Playboy went back into the film vault to bring you the hottest girl-girl action we’ve ever recorded. It’s all girls, just girls and only girls in the wildest scenes of women seducing women. For pure satisfaction mix a bucket of soapy sponges, a couple garden hoses, and eight insatiable beauties in wet bikinis. Join 1995 Playmate of the Year Julie Lynn Cialini, Miss September 1993 Carrie Westcott, and their gorgeous girl-friends as they share with you – and each other – their most sizzling and seductive moments. It’s 100% pure indulgence. This two tape set features a slew of girls on Tape 1 and Carrie Westcott and Julie Cialini on Tape 2
The story of the life, loves and work of US writer Patricia Highsmith (1921-95), told through her unpublished diaries, her own voice and that of those who knew her, both family and close friends.
CHOOSING CHILDREN is a pioneering film about parenting in non-traditional families and helped to open dialogue about the meaning and reality of the "modern family." This film takes an intimate look at the issues faced by lesbians and gay men who decide to become parents after coming out.
The Lesbian Bar Project: FLINTA documents the complex and triumphant stories of the FLINTA communities in Cologne & Berlin; a reflection of where the queer community is headed internationally. Despite Lesbian Bars disappearing in Germany, there’s a growing FLINTA movement that epitomizes the evolution of queer culture. Featuring Boize Bar owner Payman Neziri, comedian Ricarda Hofmann, human rights activist Anbid Zaman, politician Tessa Ganserer, and party collectives Bebex and Girlstown.
Ten women in Canada talk about being lesbian in the 1940s, 1950s, and 1960s: discovering the pulp fiction of the day about women in love, their own first affairs, the pain of breaking up, frequenting gay bars, facing police raids, men's responses, and the etiquette of butch and femme roles. Interspersed among the interviews and archival footage are four dramatized chapters from a pulp novel, "Forbidden Love".
Gay women living in the Deep South of the United States share stories of the bigotry, sexism, intimidation, and racism that confronts them in a part of the country known for its culture of Christian conservatism.
A feature-length documentary that explores the immense changes that occurred for gays, lesbians and transgender people living in the Global South. In the last decade of the 20th Century, a new heightened visibility began spreading throughout the developing world and the battles between families, fundamentalist religions, and governments around sexual and gender identity had begun. But in the West, few people knew about this historic social upheaval, until 52 men on Cairo’s Queen Boat discothèque were arrested for crimes of debauchery. That explosive story focused attention to the lives and trials of gay people coming out in the developing world and the film chronicles those events.

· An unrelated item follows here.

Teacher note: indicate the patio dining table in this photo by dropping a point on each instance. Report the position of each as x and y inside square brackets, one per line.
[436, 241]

Gerry Rogers, a filmmaker in Newfoundland, documents her personal battle with breast cancer. With her partner Peggy and lots of support from family and friends, she makes her way to recovery.
Released in 1796 posthumously, The Nun, a novel that Diderot did not dream of publishing during his lifetime, as he knew it to be revolutionary, caused the same explosion in the 19th century France as in that of the 1960s, when Jacques Rivette decided to adapt it, with Anna Karina in the title role. “This film is banned and it will remain so!” said the General de Gaulle. Exploration of an indictment of incredible modernity which, through the tragedy of the young Suzanne, locked up in the convent against her will, denounces the inequity of a society denying women all moral, political and sexual freedom.